Ogni uomo e ogni donna sono confinati nelle loro solitudini tangenti, nei loro micromondi che, dipanandosi intorno a sé stessi, alla fine per qualche maldestro colpo di destino (o di caso) si sfiorano e si intrecciano, per poi sciogliersi di nuovo. Dentro queste solitudini, asfissianti nella loro quotidiana dittatura, le personalità sono definite e persino granitiche, in alcune sfumature. Tutto ruota, inizialmente, intorno a un rifiuto umano, a una presenza ingombrante ma ignorata, che lentamente comincia a destare interesse, curiosità, inizia a diventare il filo di un pensiero, per poi esplodere nella vera vita di tutto il condominio, nella vera esistenza che pare abbia qualcosa da dire, qualche ricchezza da proporre, qualche valore da manifestare.
I personaggi non hanno nome, non perché non se lo meritino, ma perché sarebbe inutile definirli in un’identità che vuole comprendere tutti, anche al di fuori delle pagine stampate; perché, in realtà, quel condominio si amplia, lentamente si ingrandisce e diventa quello di ogni lettore; ognuno, a ogni pianerottolo, avrebbe la possibilità di scoprire storie, di ascoltare narrazioni diverse, di penetrare pensieri e condizioni che troppo spesso rimangono nascosti, impediti dietro una porta chiusa e una serratura blindata. Il personaggio che, invece, in “Elevator”, è uscito dalla sua prigione urbana è quello che, alla fine, ne pagherà le conseguenze; ma nobilitanti, proprio perché inevitabilmente coraggiose.

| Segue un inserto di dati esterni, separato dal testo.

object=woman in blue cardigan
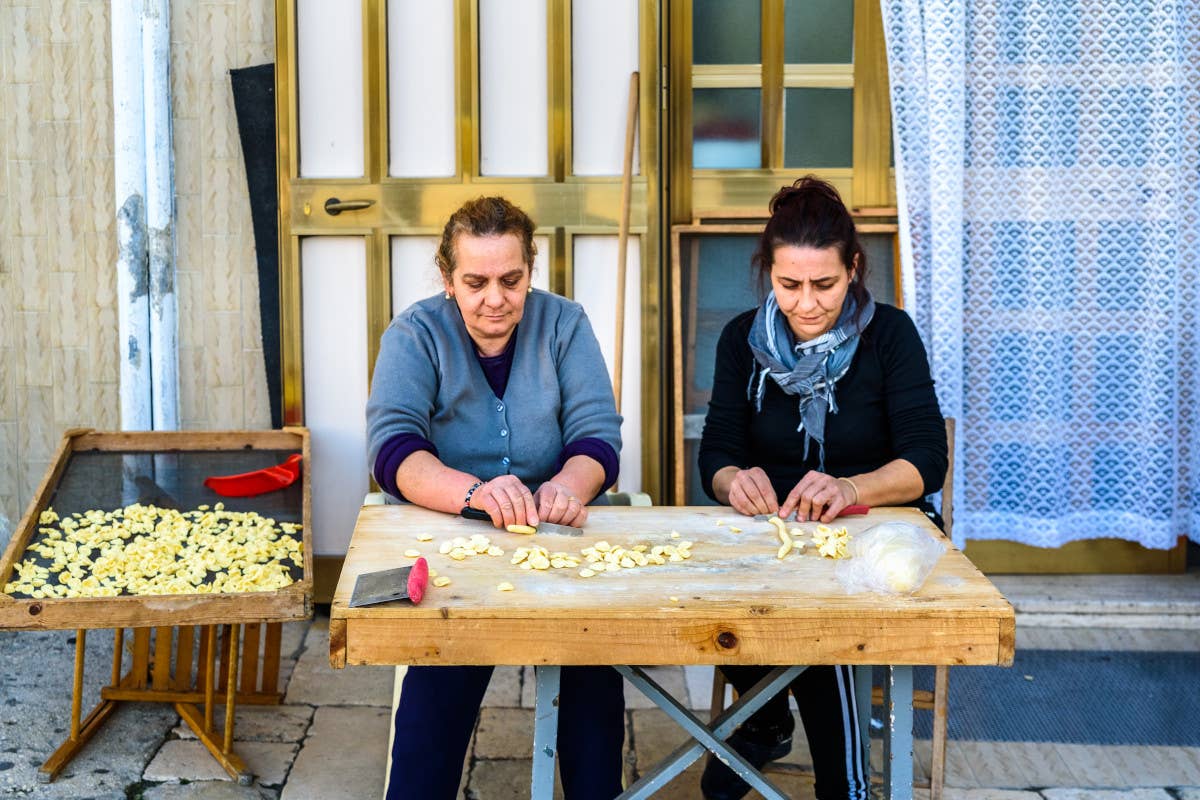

Grassiccia usa le parole come trivelle; le usa per scardinare una realtà troppo patinata e idilliaca, ma toccando nervi e facendo saltare dal fastidio che certi tocchi provocano perché stridono con la rappresentazione più pacata (e preferita) della realtà. L’illusione non trova spazio, nel racconto di Grassiccia, e sono proprio le parole che, col loro significato, perforano la bolla d’indifferenza e la fanno svanire con pochissime asperità. Il condominio di Elevator è una metafora potente, ma anche una narrazione angosciante: perché l’assenza di pietà riguarda tutti, ed è oramai rovinata già nell’indolenza.
Elevator, l’indolenza del quotidiano.